Allocating all of the available assets
for every user (would be very wasterful given you have a lot of assets available) VS. iterating over all of his assets
everytime he'd like to delete an asset
, finding it in the array, then deleting it from it and shifting all of the array accordingly - also, the code for this is kinda hideous :
function deleteAsset(uint assetId) external returns(uint) {
bool assetFound = false;
// Check if the asset found is the last asset (or we go out of boundaries)

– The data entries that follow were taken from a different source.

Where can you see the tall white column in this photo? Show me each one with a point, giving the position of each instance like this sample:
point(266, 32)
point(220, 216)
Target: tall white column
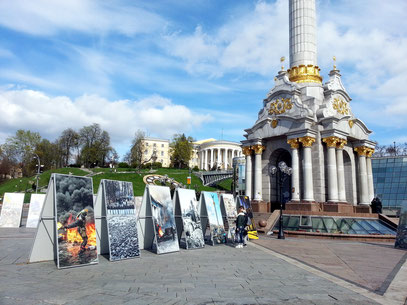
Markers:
point(225, 158)
point(206, 159)
point(258, 150)
point(363, 184)
point(332, 169)
point(303, 38)
point(370, 185)
point(295, 164)
point(248, 153)
point(307, 168)
point(341, 171)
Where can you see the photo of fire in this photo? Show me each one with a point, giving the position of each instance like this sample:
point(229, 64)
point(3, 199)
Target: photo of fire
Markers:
point(162, 209)
point(75, 221)
point(217, 229)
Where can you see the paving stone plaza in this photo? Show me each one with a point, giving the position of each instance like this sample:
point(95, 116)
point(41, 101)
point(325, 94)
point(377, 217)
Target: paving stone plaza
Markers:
point(259, 274)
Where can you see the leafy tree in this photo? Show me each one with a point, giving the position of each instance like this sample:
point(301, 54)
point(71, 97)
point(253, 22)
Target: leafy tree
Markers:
point(135, 155)
point(68, 141)
point(181, 150)
point(95, 145)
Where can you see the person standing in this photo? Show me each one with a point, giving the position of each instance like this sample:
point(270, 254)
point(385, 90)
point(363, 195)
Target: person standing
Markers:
point(240, 226)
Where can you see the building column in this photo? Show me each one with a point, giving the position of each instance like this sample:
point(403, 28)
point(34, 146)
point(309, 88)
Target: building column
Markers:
point(247, 151)
point(307, 167)
point(341, 170)
point(295, 165)
point(370, 185)
point(363, 184)
point(225, 159)
point(332, 169)
point(258, 150)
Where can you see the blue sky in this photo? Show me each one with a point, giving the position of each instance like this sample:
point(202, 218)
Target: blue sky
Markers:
point(200, 67)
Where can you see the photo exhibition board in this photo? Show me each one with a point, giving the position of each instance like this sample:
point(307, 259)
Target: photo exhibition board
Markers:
point(121, 219)
point(217, 229)
point(75, 221)
point(229, 213)
point(244, 201)
point(10, 216)
point(401, 238)
point(162, 209)
point(189, 209)
point(34, 212)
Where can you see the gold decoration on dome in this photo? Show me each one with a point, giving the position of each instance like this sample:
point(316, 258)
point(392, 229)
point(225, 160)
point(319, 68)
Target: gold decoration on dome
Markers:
point(307, 141)
point(258, 149)
point(369, 152)
point(282, 63)
point(331, 141)
point(247, 151)
point(340, 106)
point(293, 143)
point(362, 150)
point(305, 74)
point(341, 143)
point(280, 106)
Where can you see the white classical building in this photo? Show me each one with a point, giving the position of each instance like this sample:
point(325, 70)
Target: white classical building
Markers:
point(210, 154)
point(309, 125)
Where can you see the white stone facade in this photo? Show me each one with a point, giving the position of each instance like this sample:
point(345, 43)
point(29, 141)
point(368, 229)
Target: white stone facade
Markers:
point(215, 154)
point(311, 127)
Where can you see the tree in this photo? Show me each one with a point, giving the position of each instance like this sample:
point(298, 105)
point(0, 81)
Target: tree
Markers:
point(95, 145)
point(135, 155)
point(181, 150)
point(20, 148)
point(68, 141)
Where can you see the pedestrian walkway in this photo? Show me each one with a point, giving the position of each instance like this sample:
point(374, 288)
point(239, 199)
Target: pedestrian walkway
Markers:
point(213, 275)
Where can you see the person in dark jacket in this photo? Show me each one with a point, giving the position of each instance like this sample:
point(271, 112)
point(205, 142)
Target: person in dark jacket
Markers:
point(241, 221)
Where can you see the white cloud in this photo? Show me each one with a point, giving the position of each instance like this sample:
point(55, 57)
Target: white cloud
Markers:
point(47, 17)
point(34, 110)
point(245, 43)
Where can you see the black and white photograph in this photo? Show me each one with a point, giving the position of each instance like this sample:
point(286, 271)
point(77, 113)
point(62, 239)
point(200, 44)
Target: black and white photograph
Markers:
point(162, 209)
point(121, 220)
point(191, 219)
point(75, 221)
point(217, 228)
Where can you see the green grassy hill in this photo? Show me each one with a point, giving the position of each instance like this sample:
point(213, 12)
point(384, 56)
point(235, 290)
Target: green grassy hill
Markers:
point(123, 174)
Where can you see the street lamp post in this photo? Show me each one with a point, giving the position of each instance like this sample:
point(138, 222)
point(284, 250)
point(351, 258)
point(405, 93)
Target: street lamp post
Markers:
point(285, 171)
point(38, 171)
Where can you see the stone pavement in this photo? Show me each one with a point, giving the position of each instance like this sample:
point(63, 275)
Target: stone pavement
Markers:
point(213, 275)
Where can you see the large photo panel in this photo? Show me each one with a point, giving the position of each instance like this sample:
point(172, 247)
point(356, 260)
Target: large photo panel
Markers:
point(162, 210)
point(215, 217)
point(121, 218)
point(34, 212)
point(10, 216)
point(191, 219)
point(75, 221)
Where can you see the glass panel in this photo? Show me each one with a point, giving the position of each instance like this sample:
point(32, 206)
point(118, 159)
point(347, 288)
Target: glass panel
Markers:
point(318, 225)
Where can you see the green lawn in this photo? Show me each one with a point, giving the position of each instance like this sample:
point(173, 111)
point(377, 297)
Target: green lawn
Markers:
point(180, 175)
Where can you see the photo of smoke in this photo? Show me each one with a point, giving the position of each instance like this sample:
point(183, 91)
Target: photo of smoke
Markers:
point(75, 221)
point(121, 219)
point(217, 228)
point(163, 219)
point(191, 219)
point(34, 213)
point(11, 211)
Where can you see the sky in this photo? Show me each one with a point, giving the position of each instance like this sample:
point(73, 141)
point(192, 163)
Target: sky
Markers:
point(199, 67)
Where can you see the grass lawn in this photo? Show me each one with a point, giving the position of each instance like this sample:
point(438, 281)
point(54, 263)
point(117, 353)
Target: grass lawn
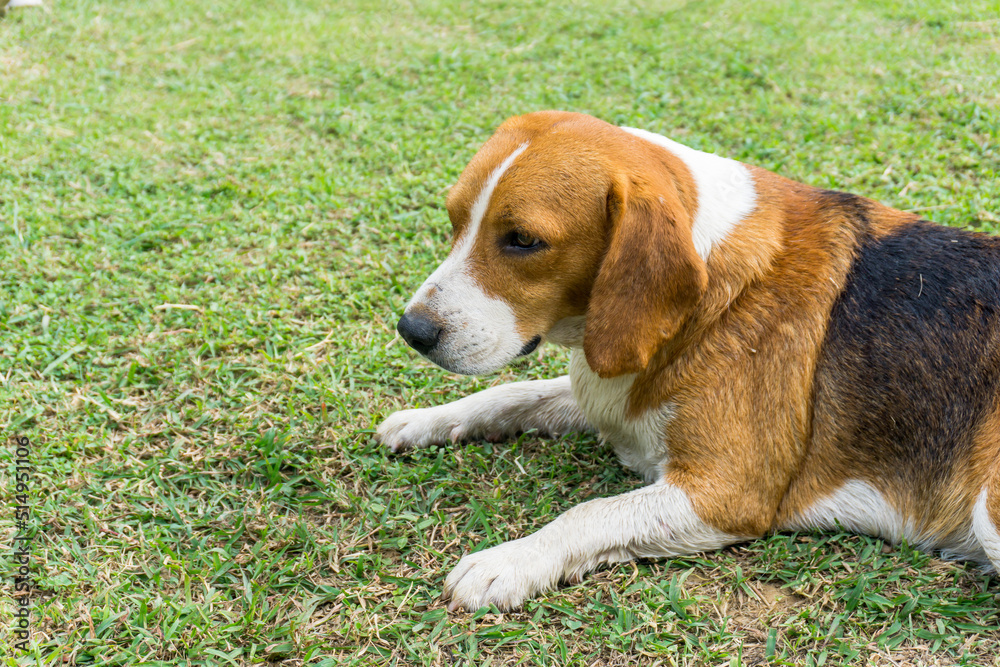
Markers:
point(211, 215)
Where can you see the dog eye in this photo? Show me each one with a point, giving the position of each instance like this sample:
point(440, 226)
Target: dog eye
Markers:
point(524, 241)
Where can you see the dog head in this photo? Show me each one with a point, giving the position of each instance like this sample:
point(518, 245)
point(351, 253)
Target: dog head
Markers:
point(569, 229)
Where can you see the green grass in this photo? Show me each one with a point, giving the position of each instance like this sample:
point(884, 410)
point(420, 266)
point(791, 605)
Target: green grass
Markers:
point(206, 487)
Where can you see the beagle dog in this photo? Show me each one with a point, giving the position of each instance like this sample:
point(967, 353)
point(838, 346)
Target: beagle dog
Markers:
point(770, 356)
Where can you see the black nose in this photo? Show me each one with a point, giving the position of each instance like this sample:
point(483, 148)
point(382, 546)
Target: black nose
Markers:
point(419, 330)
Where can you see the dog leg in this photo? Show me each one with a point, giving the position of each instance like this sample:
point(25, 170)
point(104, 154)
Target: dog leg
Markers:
point(545, 405)
point(986, 519)
point(654, 521)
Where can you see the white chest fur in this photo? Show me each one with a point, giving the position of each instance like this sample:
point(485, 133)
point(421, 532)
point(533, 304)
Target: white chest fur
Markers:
point(640, 443)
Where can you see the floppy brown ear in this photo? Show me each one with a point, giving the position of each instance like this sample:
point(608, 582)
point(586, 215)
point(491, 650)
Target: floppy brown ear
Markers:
point(649, 282)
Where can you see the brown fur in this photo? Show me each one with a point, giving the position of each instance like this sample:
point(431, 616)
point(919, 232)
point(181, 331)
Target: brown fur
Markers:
point(733, 343)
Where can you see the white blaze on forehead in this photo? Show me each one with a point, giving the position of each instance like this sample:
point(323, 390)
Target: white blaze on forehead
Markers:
point(483, 200)
point(726, 192)
point(479, 332)
point(455, 261)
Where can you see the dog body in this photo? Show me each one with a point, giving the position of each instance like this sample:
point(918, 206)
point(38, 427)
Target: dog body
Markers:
point(768, 355)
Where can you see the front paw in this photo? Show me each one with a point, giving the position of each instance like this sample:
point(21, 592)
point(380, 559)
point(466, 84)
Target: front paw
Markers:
point(504, 576)
point(411, 429)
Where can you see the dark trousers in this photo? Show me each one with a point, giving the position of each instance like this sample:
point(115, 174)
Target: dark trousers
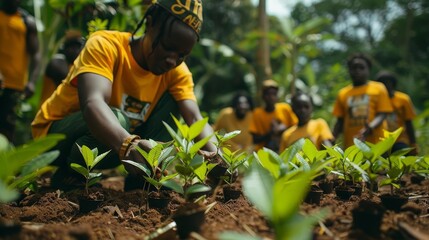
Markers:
point(77, 132)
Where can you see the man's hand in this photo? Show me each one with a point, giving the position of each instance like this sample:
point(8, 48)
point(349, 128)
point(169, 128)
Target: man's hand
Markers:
point(134, 155)
point(29, 90)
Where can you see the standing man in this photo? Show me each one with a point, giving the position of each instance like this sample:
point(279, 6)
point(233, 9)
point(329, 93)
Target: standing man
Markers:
point(58, 67)
point(271, 120)
point(19, 62)
point(237, 117)
point(317, 130)
point(362, 106)
point(402, 115)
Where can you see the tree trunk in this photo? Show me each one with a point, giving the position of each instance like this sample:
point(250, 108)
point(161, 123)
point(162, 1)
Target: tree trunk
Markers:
point(263, 68)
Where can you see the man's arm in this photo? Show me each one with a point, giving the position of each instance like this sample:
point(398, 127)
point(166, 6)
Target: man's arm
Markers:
point(94, 96)
point(191, 113)
point(338, 128)
point(411, 136)
point(33, 50)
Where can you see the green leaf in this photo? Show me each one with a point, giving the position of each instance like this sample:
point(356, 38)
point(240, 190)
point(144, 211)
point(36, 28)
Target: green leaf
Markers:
point(177, 139)
point(288, 195)
point(196, 188)
point(309, 150)
point(40, 161)
point(6, 194)
point(196, 128)
point(183, 128)
point(87, 155)
point(267, 161)
point(258, 188)
point(153, 181)
point(80, 169)
point(182, 170)
point(228, 235)
point(140, 166)
point(174, 186)
point(94, 180)
point(196, 161)
point(201, 171)
point(99, 158)
point(200, 144)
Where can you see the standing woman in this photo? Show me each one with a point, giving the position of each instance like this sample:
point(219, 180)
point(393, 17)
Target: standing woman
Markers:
point(121, 88)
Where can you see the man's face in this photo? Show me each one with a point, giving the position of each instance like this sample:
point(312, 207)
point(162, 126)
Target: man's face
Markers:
point(243, 106)
point(359, 71)
point(176, 43)
point(302, 108)
point(270, 96)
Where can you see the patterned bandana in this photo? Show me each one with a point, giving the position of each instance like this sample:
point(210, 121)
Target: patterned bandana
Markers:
point(188, 11)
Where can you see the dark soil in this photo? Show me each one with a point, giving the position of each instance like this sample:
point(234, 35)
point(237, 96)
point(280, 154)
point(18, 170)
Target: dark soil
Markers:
point(53, 214)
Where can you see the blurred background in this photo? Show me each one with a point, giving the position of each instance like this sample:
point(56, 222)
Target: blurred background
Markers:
point(302, 44)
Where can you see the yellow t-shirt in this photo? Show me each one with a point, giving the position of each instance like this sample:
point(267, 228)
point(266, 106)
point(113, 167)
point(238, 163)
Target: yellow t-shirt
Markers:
point(134, 90)
point(403, 110)
point(48, 88)
point(261, 123)
point(358, 106)
point(228, 122)
point(317, 130)
point(13, 53)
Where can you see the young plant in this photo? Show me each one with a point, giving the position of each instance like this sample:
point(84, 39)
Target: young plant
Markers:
point(234, 160)
point(158, 159)
point(22, 165)
point(279, 200)
point(191, 165)
point(223, 138)
point(350, 163)
point(91, 159)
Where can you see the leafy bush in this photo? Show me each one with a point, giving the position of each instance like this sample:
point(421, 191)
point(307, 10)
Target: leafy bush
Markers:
point(22, 165)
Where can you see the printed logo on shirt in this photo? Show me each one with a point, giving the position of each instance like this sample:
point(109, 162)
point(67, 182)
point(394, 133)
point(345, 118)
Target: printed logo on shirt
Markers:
point(134, 109)
point(358, 109)
point(392, 121)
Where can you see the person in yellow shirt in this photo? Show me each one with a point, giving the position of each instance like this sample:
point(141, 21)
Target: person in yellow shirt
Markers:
point(237, 117)
point(317, 130)
point(121, 88)
point(58, 67)
point(402, 115)
point(271, 120)
point(362, 106)
point(19, 62)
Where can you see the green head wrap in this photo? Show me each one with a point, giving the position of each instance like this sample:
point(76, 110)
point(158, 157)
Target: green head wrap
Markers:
point(188, 11)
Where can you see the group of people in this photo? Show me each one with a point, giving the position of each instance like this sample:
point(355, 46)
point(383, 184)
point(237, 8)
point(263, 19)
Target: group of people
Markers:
point(362, 110)
point(114, 90)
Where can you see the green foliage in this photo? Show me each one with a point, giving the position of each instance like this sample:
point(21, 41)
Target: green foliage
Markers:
point(191, 165)
point(234, 160)
point(279, 200)
point(91, 159)
point(158, 158)
point(22, 165)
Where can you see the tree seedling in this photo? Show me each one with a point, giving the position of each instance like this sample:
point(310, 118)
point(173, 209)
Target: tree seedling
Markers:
point(91, 159)
point(23, 164)
point(158, 159)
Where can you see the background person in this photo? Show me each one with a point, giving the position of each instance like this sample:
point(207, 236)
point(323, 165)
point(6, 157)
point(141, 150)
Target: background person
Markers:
point(237, 117)
point(121, 88)
point(362, 106)
point(271, 120)
point(317, 130)
point(19, 62)
point(402, 115)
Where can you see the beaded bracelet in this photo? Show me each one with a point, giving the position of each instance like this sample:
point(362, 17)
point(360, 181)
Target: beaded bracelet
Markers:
point(126, 145)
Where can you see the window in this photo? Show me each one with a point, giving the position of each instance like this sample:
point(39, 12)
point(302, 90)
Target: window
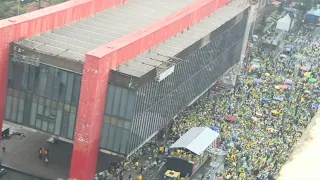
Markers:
point(47, 108)
point(53, 109)
point(69, 87)
point(17, 75)
point(10, 78)
point(25, 75)
point(40, 106)
point(76, 90)
point(36, 78)
point(31, 78)
point(63, 75)
point(42, 82)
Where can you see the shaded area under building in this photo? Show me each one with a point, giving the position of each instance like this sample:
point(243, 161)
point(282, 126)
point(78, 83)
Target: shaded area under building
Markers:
point(22, 155)
point(43, 89)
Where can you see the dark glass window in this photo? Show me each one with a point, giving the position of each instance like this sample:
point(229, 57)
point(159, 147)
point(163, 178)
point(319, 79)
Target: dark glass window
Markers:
point(17, 75)
point(76, 90)
point(63, 75)
point(31, 78)
point(69, 87)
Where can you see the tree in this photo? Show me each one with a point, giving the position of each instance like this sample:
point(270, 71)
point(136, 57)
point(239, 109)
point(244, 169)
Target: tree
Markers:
point(263, 21)
point(281, 7)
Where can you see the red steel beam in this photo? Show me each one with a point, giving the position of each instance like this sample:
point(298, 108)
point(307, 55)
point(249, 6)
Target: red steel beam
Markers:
point(95, 77)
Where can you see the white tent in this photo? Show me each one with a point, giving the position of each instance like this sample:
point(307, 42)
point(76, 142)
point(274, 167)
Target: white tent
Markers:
point(284, 23)
point(196, 140)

if (allUsers[msg.sender].assets[allUsers[msg.sender].assets.length - 1] == assetId){
assetFound = true;
}
else{
// Iterate over all user assets and find its index
for (uint i = 0; i < allUsers[msg.sender].assets.length - 1; i++) {
if (!assetFound && allUsers[msg.sender].assets[i] == assetId)
assetFound = true;
if(assetFound)
allUsers[msg.sender].assets[i] = allUsers[msg.sender].assets[i + 1];
}
}
if (assetFound){
delete allUsers[msg.sender].assets[allUsers[msg.sender].assets.length - 1];
allUsers[msg.sender].assets.length--;
}
}
Would be a lot easier if I could save a mapping
for each user indicating what asset does he have, but you can't return a mapping
from a function and I don't know the benchmarks of view
functions and "brute-forcing" all of the assets available for each user can take a plenty of time I assume.